In a world of cloud platforms we seem to have forgotten a basic principle in day to day human relationships of the past; before technology. A life where your word was everything. Something no one would allow themselves to break or damage. Here doing so meant self destruction.
Scope in all of this. Think major Human Resources platforms. BambooHR, ADP, GreenHouse, Asby and even BreezyHR. These really are the simple ones. Now add PEO accounting and HR software. Here we have one parent, hired to handle a function for many small businesses, start ups, early lives who don’t have budget to handle professional level HR for a small company size.
How many straight business to business HR platforms do those major cloud based solutions have as clients? How many employees does each client have?
Keeping in simple, one HR cloud solution has 100 clients, each client employs 100 employees. That is a central location of 10,000 employee records, personal identifiable information. Salary, employer, SSN, and a connecting company EIN, whether direct or indirect to the company it does exist.
PEO, simple enough. I’ve worked in the PEO accounting software at one point in my career. One client, the PEO solutions provider had 200,000 individual employee records from an unknown number of small businesses who trust the PEO their data is safe.
Back to cloud. All of that is in the cloud for easy access to the people they provide services for. Trust is the link binding the agreement. SOC and SOC 2, a framework developed by the American Institute of Certified Public Accountants who evaluate internal controls as validation of protecting client data.
Other areas have more layers of certification. More protection of client data. This protection certification process is heavy, deep in time for documentation and expensive. So clients feel safe trusting their data.
This protection we have seen many times is breached. Something was missed, hacked and personal identifiable information captured and sold on the dark web. Response is typically data monitoring offered when explaining details of the data breach, stating the issue was resolved. End story.
Unfortunately each customer deals with real world fallout. Even with data monitoring damage can be extensive, not only in credit rating, time to remove negative, even at times leading to court expense all paid for by the victim. The one whose data was breach paying the price for “oops, I’m sorry.”
So why have we not considered data we hold that others give us to help make their lives easier, changing our position to stewardship? Stewardship is saying this belongs to you, you trust I keep your data safe. It is not mine to sell, collect or do anything with before you give explicit permission. I then do only what I am entrusted to do, keep your data safe, making your life easier.
I myself then often ask, why so much data in the cloud, controlled through security of a single source. Each breach comes with response “sorry”; solution moves to more security, more could, more data and then you get another “sorry”. Rinse and repeat.
Everyone acts in good intention, this is not some grand scheme to give your data away.
What is happening, stewardship, the person to person handshake died. A feeling my name is everything, on scratch on it, I could be completely destroyed. That was stewardship agreements. That was accountability. One oops, then another oops isn’t stewardship, no one is accountable.
Unsure of what I write. Ask who was the last company destroyed by the biggest data breaches today?
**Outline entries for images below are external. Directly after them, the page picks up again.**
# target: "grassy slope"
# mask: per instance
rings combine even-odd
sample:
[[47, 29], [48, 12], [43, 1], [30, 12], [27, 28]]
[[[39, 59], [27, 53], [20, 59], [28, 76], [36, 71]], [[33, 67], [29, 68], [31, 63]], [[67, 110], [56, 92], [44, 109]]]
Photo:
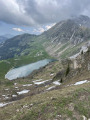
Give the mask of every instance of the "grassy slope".
[[[30, 44], [31, 45], [31, 44]], [[22, 65], [30, 64], [42, 59], [51, 58], [48, 53], [44, 50], [39, 38], [32, 43], [32, 49], [25, 49], [22, 51], [22, 56], [16, 56], [15, 58], [0, 61], [0, 81], [4, 79], [4, 75], [13, 67], [19, 67]], [[24, 52], [29, 51], [29, 55], [23, 55]], [[40, 55], [37, 55], [37, 54]]]
[[0, 119], [82, 120], [82, 116], [89, 118], [89, 86], [90, 83], [71, 86], [24, 98], [1, 108]]

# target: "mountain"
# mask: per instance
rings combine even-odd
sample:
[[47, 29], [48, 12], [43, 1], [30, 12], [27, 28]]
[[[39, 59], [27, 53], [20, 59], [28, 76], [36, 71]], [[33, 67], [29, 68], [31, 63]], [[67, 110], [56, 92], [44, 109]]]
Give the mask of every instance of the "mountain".
[[10, 34], [1, 35], [0, 36], [0, 44], [5, 42], [9, 38], [12, 38], [12, 37], [13, 37], [13, 35], [10, 35]]
[[63, 59], [77, 53], [89, 40], [90, 18], [81, 15], [61, 21], [39, 36], [23, 34], [7, 40], [0, 47], [0, 59], [28, 55], [36, 43], [50, 56]]
[[26, 78], [4, 80], [0, 98], [1, 120], [89, 120], [90, 49]]
[[[0, 46], [0, 120], [90, 119], [88, 21], [86, 16], [64, 20], [39, 36], [18, 35]], [[13, 67], [51, 56], [60, 60], [27, 77], [4, 78]]]
[[7, 37], [0, 36], [0, 43], [5, 42], [7, 39], [8, 39]]
[[79, 16], [57, 23], [42, 35], [46, 51], [58, 59], [77, 53], [90, 40], [90, 18]]

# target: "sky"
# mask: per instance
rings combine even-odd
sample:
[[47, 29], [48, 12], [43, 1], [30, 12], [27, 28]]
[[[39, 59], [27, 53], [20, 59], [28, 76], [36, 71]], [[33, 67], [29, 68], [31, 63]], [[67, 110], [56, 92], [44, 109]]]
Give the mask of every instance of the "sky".
[[79, 15], [90, 17], [90, 0], [0, 0], [0, 35], [41, 34]]

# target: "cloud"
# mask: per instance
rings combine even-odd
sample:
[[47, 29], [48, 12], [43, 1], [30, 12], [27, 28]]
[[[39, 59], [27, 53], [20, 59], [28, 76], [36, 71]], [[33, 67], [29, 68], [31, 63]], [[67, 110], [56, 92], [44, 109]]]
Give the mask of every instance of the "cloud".
[[47, 31], [48, 29], [50, 29], [51, 27], [53, 27], [56, 23], [50, 24], [50, 25], [46, 25], [43, 27], [39, 27], [37, 29], [34, 29], [33, 32], [36, 33], [43, 33], [44, 31]]
[[33, 32], [36, 32], [36, 33], [43, 33], [44, 31], [45, 29], [42, 27], [33, 30]]
[[50, 28], [53, 27], [55, 24], [56, 24], [56, 23], [53, 23], [53, 24], [51, 24], [51, 25], [46, 25], [46, 26], [45, 26], [46, 30], [50, 29]]
[[0, 0], [0, 11], [0, 20], [6, 23], [21, 26], [39, 26], [80, 14], [90, 16], [90, 1]]
[[24, 30], [22, 30], [21, 28], [12, 28], [14, 31], [18, 31], [18, 32], [24, 32]]

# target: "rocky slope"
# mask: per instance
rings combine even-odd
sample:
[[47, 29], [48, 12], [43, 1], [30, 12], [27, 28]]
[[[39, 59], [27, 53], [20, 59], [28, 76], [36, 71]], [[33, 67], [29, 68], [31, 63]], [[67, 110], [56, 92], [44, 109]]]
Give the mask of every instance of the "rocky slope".
[[43, 33], [46, 51], [57, 58], [65, 58], [75, 54], [82, 45], [90, 41], [90, 18], [79, 16], [61, 21]]
[[90, 48], [26, 78], [6, 80], [0, 91], [1, 120], [89, 120]]

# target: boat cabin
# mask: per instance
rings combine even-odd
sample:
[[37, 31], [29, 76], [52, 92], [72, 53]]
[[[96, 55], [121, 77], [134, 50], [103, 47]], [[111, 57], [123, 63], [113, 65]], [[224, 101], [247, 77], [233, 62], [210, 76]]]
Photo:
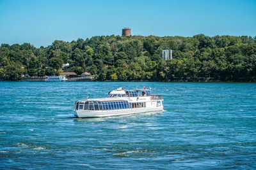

That question is a rabbit hole to unwrap. Even only 5 years back we find many that a breach was only one reason a company went bankrupt. No real direct correlation to a data breach and bankruptcy.
Larger companies, well they have money, insurance and several ways to avoid bankruptcy. What happens is they lose revenue for longer terms. However, they remain in business, cloud storing the data of customers they retained over the breach.
And still, more cloud data arrives. More entry points, more damages, more losses for the individual. And still individuals feed it more data.
I’ve never really understood this loop, I don’t claim I do. I do know it is done with good intention, trust in data security to make life easier. But is easier really there result?
Is there something more we miss without taking the standpoint of stewardship of customers data?